Condoms for Men, Not Women

Abstract
Three different brief intervention programs to promote condom use were tested among patients in inner-city sexually transmitted disease (STD) clinics. The first, "Condom Skills," focused on teaching mechanical aspects of how to use a condom. The second, "Social Influences," emphasized how to negotiate condom use with one's sexual partner. The third, "Distribution," provided patients with an unlimited number of free condoms, retrievable at local community businesses. Of the 903 subjects whose medical records were reviewed after exposure to the intervention programs, evidence of continued unsafe sexual behavior, documented by subsequent treatment for a new STD, was found for 12.6% of the women and 19.9% of the men. When compared with male control subjects, male study patients had fewer documented subsequent STD reinfections. The relative risk (RR) and 95% confidence interval (CI) values were 0.48 and 0.28, 0.81 for the condom skills group; 0.65 and 0.40, 1.04 for the social influences group; and 0.85 and 0.56, 1.29 for the distribution group.
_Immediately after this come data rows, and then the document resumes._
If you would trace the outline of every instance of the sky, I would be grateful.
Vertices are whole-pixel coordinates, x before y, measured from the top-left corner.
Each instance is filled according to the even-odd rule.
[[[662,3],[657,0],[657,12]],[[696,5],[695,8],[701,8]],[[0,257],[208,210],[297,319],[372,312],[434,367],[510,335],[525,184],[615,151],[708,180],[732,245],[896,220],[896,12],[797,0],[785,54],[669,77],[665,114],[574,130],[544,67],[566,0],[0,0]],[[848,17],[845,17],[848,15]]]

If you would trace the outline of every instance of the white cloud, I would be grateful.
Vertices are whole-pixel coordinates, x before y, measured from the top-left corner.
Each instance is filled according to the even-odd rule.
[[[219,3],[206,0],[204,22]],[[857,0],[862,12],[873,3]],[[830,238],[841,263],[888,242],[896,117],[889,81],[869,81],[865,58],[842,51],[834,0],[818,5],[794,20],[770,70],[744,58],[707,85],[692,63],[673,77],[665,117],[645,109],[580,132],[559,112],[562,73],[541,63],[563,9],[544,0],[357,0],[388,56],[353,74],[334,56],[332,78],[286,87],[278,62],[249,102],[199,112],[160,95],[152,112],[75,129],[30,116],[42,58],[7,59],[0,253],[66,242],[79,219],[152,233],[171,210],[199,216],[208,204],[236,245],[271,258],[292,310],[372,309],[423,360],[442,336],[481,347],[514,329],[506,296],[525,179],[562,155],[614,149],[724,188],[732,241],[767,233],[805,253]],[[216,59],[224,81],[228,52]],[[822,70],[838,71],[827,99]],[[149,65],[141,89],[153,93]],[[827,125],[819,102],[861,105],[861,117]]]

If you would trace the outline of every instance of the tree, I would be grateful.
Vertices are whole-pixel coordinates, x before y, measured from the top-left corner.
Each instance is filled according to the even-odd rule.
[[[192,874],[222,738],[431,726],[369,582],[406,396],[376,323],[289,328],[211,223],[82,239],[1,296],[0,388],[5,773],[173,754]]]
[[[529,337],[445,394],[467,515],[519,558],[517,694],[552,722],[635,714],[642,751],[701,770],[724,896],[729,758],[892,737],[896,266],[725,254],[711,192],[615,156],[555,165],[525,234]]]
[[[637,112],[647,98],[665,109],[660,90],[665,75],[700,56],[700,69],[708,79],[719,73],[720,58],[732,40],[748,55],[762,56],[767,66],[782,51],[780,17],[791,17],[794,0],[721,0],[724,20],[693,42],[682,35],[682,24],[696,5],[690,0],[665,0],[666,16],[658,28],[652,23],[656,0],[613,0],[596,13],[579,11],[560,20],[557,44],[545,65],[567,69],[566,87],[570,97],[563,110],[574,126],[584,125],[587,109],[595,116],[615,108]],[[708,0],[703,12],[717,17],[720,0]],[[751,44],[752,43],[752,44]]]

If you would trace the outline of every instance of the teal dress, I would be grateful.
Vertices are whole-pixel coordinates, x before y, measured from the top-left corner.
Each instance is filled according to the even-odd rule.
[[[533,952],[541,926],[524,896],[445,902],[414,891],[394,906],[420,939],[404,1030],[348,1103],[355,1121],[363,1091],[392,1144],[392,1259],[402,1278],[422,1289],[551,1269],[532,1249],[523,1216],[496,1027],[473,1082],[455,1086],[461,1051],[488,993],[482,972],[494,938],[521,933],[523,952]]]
There was no decrease in the incidence of STDs among female patients compared with control subjects; indeed, there was a trend toward increased risk of STDs among women exposed to the Social Influences intervention program. This study demonstrates that brief condom promotion programs can be effective for male STD patients, and that caution must be exercised in promoting condoms to women with a high risk of acquiring STDs. Further research on programs promoting safer sex among these women is needed.